Yes, mildly. All parts of the ZZ contain calcium oxalate crystals, which cause mouth and stomach irritation if chewed by pets or small children. Not lethal, but worth knowing. Place out of reach if you have curious animals or toddlers, or pick a pet-safe plant instead (see the pet-safe article).

Propagation

ZZ plants propagate from leaflets — pull off a single leaflet, let it callous for a day, and stick the cut end into moist propagation mix. In three to nine months, a small rhizome forms and a new stem emerges. It's the slowest common houseplant propagation, but reliable.

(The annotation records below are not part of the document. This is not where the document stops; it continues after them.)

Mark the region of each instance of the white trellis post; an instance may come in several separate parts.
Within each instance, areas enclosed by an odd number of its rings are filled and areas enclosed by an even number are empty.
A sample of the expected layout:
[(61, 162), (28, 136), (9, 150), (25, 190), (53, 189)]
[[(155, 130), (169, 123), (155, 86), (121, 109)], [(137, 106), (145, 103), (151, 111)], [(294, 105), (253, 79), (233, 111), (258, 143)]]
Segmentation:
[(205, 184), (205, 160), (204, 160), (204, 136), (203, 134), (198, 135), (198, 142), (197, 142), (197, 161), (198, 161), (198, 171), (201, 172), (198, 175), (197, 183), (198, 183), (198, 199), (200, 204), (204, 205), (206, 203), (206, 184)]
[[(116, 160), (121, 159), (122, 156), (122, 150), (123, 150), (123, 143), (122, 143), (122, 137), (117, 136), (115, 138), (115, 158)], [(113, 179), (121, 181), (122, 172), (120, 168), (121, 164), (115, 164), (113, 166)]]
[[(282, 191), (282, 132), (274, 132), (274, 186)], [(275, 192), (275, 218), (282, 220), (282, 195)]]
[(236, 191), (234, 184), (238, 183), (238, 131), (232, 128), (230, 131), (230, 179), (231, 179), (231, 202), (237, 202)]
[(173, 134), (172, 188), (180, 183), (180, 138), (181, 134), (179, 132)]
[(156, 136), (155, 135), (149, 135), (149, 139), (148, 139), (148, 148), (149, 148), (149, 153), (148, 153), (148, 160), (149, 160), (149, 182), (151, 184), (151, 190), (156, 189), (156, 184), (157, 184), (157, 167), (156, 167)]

Faster method: divide the rhizomes at repotting time. Each chunk with a stem attached becomes its own plant.

Where to put it

  • Dark hallways and stairwells.
  • Office corners far from windows.
  • Bedrooms with limited light.
  • Rooms you don't visit often — the ZZ will still be alive when you come back.

The bottom line

A ZZ plant is a plant for people who want green in their home without another daily task. Bright indirect light is ideal but not required. Water rarely. Fertilize occasionally or not at all. If it's not doing much, that's normal. When new stems emerge — sometimes only once or twice a year — they emerge fast, unfurl over a week, and set the plant a little more architectural than before.